Sorry OP I know it's crap - my son is now 4 months and I learned very quickly that he could go in a sling and leave me both hands free to get stuff done. I've had supermarket deliveries where they will only bring the bags in as far as the porch even though I was obviously feeding the baby when they arrived, and when he was really tiny (about 2 weeks) we had some flat pack furniture delivered which again they just set down in the porch and I had to carry through and stack.
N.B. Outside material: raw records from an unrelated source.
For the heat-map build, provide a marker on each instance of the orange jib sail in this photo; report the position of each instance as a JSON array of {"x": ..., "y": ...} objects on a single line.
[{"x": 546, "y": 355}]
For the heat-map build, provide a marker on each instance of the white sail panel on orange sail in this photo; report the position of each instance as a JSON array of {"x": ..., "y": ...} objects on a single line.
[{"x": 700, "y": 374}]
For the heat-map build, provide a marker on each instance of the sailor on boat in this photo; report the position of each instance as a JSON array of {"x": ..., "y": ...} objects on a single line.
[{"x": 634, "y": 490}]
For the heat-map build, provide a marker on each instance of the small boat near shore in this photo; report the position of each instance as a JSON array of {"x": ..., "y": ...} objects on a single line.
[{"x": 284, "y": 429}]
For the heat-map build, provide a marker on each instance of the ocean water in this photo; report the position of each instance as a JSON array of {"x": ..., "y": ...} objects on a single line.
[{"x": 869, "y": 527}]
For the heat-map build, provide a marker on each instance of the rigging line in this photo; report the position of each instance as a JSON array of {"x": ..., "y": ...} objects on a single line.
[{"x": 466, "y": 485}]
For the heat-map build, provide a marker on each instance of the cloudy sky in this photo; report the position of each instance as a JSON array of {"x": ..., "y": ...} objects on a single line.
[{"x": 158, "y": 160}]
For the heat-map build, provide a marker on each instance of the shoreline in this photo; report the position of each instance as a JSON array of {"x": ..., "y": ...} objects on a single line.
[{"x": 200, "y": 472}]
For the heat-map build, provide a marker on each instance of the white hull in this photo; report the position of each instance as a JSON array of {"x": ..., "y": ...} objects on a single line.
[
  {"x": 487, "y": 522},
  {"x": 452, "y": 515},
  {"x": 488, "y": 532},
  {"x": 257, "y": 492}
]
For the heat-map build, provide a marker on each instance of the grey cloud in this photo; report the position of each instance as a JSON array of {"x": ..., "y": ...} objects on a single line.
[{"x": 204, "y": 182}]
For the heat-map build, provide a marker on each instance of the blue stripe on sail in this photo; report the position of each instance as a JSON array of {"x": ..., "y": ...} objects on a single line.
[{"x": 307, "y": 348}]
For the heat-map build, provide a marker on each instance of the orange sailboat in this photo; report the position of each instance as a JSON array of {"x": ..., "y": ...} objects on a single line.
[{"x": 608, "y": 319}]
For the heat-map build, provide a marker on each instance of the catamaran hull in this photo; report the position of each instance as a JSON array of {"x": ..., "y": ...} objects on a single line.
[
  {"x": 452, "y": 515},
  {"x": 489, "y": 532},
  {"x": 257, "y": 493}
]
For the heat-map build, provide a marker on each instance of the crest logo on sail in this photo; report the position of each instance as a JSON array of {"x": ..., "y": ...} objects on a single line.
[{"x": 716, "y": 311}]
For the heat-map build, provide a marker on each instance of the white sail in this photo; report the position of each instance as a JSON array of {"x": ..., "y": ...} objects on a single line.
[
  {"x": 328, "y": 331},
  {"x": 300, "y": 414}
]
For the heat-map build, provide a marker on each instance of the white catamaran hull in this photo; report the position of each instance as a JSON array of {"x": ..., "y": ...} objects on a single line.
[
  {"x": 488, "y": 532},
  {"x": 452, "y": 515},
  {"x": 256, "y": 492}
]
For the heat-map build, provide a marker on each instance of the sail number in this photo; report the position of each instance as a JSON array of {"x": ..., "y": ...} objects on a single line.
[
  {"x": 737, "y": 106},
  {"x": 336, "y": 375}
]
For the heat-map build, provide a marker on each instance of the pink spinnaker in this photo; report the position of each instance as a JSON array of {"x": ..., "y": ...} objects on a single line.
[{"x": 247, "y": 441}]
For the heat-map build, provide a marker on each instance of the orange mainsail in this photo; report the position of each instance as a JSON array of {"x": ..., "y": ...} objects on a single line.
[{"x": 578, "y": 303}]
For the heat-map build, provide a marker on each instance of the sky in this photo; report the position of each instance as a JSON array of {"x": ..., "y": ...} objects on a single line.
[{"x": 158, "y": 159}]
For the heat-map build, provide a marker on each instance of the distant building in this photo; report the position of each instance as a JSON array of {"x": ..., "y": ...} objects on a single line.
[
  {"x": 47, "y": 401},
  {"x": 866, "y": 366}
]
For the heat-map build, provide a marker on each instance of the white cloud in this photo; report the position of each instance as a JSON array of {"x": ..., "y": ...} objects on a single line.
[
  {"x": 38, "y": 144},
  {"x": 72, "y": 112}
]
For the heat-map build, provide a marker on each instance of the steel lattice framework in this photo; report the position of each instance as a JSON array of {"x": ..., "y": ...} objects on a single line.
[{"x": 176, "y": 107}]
It's just a fact that unless you pay a premium the delivery drivers are on a schedule and you'll be left to deal with what's there, baby or no baby. If they had offered to carry stuff into the kitchen or put things away that would have been great but I would never ask or expect them to go over and above their brief. Apart from anything else, I know in the case of furniture the liability for damage transfers from the driver to you when they deliver it, so if they were to damage the item moving it through my. house as a favour they'd technically be liable I guess. Maybe it's the same if the driver stacked the logs wrong and damaged them then it would leave them open to a claim?

headintheproverbial · 06/10/2017 10:06

YABU unfortunately. As everyone else on the thread has told you!

A quick 5 mins help when you have a tiny baby is one thing but this sounds like a big job and I'm not sure why you think him running an hour late (or whatever) is justified. Lots of people have babies...

JonSnowsWife · 06/10/2017 10:35

I've had supermarket deliveries where they will only bring the bags in as far as the porch even though I was obviously feeding the baby when they arrived,

It's not in their remit though! Confused a lot of them aren't even allowed to cross your threshold in the first place. It's not part of the service!

He/She is on a schedule. Given the nature of the DCs schools and what I have to do. If I leave here at 8am. I am late. I got most disgruntled the other day when my delivery driver was late. No traffic - nothing they were just sauntering along. If I could have still been hanging around at 8:30am I'd have booked the slot between 8-9 in the first place!

Some people on this thread appear to have this befuddled notion that you will be the only delivery for that driver that day!

Slarti · 06/10/2017 10:44

Stacking, when offered, is usually a separate service with a separate charge. Tbh I find the stacking to be half the fun (the other half being burning them) but I can appreciate in your circumstances that is not the case.

Slarti · 06/10/2017 11:08

Also why couldn't you wait for a more convenient time to stack them, or wait for help?

TheEmmaDilemma · 06/10/2017 12:44

Some of the comments on here are hilarious.

Just nip down Homebase for a £10 bag. Hmm

Most people are buying several cubic meters to heat their homes, not a bag for a pretty fucking fire.